Picolate
de chocolé
Beatriz
Vargas Ramos
“Pai!” – a menina puxa
a barra da camisa do homem – “Pai, eu quero picolé!” Sem soltar a camisa dele,
ela indica com a outra mão a carroça de madeira e ferro que vai descendo a rua
em direção à avenida. O pai continua subindo a rua e a filha volta a puxar sua
camisa. “É pra lá, pai, é pra lá! Ó, ele tá indo embora!” O homem interrompe a
marcha e olha a criança que agora agarra sua camisa com as duas mãos. “Você
quer um picolé?” “Quero!” “Picolé de quê?”
A carrocinha estaciona
a um quarteirão e meio antes da avenida e é cercada por um grupo barulhento de jovens
de cabelos coloridos, com espinhas no rosto e tatuagens nos braços. “Olha, pai,
o carrinho parou, vamos!” Mas o homem continua estacionado.
“Picolé de quê?”
“De chocolate, pai,
vaaaamos!”
“Então você quer um picolate de chocolé?”
“Não, pai, é picolé de
chocolate!”
“E se não tiver de
chocolate?”
“Se não tiver de chocolate
pode ser de morango.”
“Ah, então você não
quer mais um picolé de chocolate?”
“Não! Sim!... De
chocolate... mas também pode ser de ser de uva.”
“Ué, você já mudou para
uva?!”
“Paaaaaaai... Alá, o
carrinho tá indo embora de novo...”
“Mas você ainda nem
sabe qual picolé vai querer!”
“Eu sei sim, é de
chocolate!”.
“Picolate.”
“Pai, é cho-co-la-te!”.
“Eu ouvi morango?”
“Não!”
“Ah!
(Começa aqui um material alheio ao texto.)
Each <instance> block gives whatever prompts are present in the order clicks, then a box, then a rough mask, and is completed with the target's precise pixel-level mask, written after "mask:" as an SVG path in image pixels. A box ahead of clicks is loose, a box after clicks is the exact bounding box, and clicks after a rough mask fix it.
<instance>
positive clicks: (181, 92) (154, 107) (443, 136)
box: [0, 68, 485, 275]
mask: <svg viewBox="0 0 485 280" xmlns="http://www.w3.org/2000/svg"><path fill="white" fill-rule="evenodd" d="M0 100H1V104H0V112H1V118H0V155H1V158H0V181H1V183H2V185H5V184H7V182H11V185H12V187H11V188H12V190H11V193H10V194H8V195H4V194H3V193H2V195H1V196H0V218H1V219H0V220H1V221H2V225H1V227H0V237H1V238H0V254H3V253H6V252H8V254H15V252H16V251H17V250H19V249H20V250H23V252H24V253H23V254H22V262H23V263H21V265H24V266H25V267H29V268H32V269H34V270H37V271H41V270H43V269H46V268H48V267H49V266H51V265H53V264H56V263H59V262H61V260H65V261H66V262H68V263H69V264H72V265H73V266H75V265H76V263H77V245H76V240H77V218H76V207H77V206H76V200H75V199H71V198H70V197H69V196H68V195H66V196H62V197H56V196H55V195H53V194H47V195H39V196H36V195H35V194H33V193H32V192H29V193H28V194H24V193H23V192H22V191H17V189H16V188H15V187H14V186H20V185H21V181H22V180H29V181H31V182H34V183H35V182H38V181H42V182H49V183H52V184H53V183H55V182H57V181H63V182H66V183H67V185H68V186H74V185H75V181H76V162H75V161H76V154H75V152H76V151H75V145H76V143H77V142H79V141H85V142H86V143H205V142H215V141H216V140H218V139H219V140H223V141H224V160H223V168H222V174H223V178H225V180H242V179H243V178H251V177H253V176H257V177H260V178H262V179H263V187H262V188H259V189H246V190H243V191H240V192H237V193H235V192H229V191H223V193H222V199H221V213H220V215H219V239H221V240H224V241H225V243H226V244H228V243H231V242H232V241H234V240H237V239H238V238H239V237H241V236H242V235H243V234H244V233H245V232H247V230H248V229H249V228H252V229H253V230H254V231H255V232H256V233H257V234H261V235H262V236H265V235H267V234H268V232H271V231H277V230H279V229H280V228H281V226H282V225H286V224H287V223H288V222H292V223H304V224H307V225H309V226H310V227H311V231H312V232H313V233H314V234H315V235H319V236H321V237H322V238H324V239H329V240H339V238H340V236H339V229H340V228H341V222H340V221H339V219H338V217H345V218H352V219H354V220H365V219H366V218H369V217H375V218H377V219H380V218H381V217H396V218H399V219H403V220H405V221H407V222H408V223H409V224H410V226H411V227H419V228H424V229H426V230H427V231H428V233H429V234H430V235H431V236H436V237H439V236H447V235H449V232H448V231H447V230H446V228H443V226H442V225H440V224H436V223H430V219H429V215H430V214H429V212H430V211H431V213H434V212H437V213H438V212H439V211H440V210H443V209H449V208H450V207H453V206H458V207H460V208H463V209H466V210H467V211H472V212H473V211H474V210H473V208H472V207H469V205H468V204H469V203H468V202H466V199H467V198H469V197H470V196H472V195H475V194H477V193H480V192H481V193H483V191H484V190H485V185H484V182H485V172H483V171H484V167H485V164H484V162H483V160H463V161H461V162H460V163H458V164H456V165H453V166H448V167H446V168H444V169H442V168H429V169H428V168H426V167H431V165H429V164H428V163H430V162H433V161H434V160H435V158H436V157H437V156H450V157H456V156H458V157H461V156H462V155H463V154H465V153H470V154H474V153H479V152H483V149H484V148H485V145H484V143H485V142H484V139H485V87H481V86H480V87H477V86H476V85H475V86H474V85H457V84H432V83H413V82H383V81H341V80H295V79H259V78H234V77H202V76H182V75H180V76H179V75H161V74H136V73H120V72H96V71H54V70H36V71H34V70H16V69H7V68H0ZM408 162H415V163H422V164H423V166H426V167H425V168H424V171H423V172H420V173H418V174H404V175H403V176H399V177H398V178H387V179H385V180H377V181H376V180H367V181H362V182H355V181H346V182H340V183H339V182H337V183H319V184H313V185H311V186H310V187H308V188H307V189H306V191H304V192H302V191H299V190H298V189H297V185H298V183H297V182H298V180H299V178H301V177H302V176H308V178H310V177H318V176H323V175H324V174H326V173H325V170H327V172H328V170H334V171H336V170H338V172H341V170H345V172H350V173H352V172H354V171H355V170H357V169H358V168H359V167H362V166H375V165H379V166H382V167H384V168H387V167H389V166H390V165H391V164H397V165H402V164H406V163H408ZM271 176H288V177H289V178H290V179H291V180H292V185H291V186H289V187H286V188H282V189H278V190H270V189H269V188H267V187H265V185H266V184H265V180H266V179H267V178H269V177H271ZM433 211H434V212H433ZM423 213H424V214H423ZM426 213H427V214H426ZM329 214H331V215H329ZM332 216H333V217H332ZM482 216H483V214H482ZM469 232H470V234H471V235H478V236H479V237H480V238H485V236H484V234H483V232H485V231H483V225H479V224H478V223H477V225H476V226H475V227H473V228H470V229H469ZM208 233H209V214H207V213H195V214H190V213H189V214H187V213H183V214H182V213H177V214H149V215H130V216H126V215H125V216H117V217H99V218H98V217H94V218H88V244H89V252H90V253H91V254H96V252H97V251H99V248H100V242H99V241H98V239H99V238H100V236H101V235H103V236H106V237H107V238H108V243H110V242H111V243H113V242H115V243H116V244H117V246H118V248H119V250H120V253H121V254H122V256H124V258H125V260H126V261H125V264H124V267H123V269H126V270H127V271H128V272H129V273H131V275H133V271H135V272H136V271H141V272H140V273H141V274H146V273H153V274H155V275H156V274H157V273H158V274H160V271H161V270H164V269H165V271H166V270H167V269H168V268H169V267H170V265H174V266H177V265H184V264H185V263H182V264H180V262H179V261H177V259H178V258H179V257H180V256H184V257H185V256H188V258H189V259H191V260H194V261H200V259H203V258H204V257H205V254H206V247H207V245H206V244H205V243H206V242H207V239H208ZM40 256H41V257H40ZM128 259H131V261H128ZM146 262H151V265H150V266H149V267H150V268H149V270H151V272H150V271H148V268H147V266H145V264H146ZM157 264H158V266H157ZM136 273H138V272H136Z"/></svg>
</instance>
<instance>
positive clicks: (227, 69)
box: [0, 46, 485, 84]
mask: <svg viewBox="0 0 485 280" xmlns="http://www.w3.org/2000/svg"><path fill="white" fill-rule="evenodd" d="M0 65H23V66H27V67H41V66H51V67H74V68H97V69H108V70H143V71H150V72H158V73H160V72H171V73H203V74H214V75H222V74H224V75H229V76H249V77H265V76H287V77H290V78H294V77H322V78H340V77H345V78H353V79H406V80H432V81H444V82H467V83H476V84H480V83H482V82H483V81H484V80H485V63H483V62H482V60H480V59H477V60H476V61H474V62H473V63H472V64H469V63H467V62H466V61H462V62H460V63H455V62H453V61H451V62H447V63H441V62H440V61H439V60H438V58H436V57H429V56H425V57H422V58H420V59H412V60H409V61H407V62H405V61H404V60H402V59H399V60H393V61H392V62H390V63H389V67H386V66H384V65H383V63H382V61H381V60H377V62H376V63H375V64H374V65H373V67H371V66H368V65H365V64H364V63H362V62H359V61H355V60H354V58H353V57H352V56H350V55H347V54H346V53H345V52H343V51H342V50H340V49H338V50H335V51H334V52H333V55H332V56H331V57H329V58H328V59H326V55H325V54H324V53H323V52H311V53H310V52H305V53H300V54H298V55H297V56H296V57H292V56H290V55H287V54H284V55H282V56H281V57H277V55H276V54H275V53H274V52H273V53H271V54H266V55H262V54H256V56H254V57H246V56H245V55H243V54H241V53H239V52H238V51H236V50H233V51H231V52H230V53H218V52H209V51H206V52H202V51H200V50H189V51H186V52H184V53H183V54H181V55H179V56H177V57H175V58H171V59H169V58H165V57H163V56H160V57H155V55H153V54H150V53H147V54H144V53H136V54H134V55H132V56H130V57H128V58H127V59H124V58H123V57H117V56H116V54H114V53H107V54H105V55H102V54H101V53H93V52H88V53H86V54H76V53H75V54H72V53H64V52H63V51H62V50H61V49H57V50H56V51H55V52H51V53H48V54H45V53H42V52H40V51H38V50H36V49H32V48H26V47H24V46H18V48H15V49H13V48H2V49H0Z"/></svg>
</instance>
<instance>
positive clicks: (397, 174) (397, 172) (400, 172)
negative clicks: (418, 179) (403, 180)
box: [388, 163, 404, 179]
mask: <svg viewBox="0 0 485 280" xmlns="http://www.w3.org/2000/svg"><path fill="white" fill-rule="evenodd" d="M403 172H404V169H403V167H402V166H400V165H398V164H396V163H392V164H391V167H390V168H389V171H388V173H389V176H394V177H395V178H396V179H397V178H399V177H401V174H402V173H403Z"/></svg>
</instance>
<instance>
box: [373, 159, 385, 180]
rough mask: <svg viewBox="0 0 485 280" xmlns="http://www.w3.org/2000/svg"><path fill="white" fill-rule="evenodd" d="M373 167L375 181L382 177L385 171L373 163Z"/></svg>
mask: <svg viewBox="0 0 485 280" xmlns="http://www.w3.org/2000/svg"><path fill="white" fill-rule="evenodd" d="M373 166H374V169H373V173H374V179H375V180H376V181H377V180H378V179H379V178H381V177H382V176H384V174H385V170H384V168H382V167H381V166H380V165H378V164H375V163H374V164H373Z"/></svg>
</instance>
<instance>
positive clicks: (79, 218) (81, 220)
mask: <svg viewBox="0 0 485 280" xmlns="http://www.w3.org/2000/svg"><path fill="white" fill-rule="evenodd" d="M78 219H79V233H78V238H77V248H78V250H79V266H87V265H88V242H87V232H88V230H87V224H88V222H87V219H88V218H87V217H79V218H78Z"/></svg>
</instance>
Limão, agora
entendi.”
“Chocolate, pai, chocolate,
chocolate, chocolate!”
“Picolé de quiabo?!”
“Não tem picolé de
quiabo! Eu odeio quiabo!”
O homem desliza seus
dedos grandes pelos cabelos fininhos da menina que está emburrada, com os
braços cruzados, as mãozinhas enfiadas embaixo das axilas. Ele continua
sorrindo, se agacha e canta uma musiquinha qualquer sobre uma menininha-que-comeu-tanto-doce-que-ficou-com-dor-de-barriga.
A carrocinha já atravessou a avenida e desapareceu do outro lado. Os jovens
devoraram seus picolés e agora jogam os palitos no chão. A menina tampa os
ouvidos com as palmas das mãos e fecha os olhos tão apertadinhos que chega a
franzir o nariz. “Picolé não é doce!”
O homem a toma no colo
e volta à caminhada. “Quer subir a rua de cavalinho?” Ela está de tromba. Põe a
língua pra fora e grita que não gosta de brincar de cavalinho.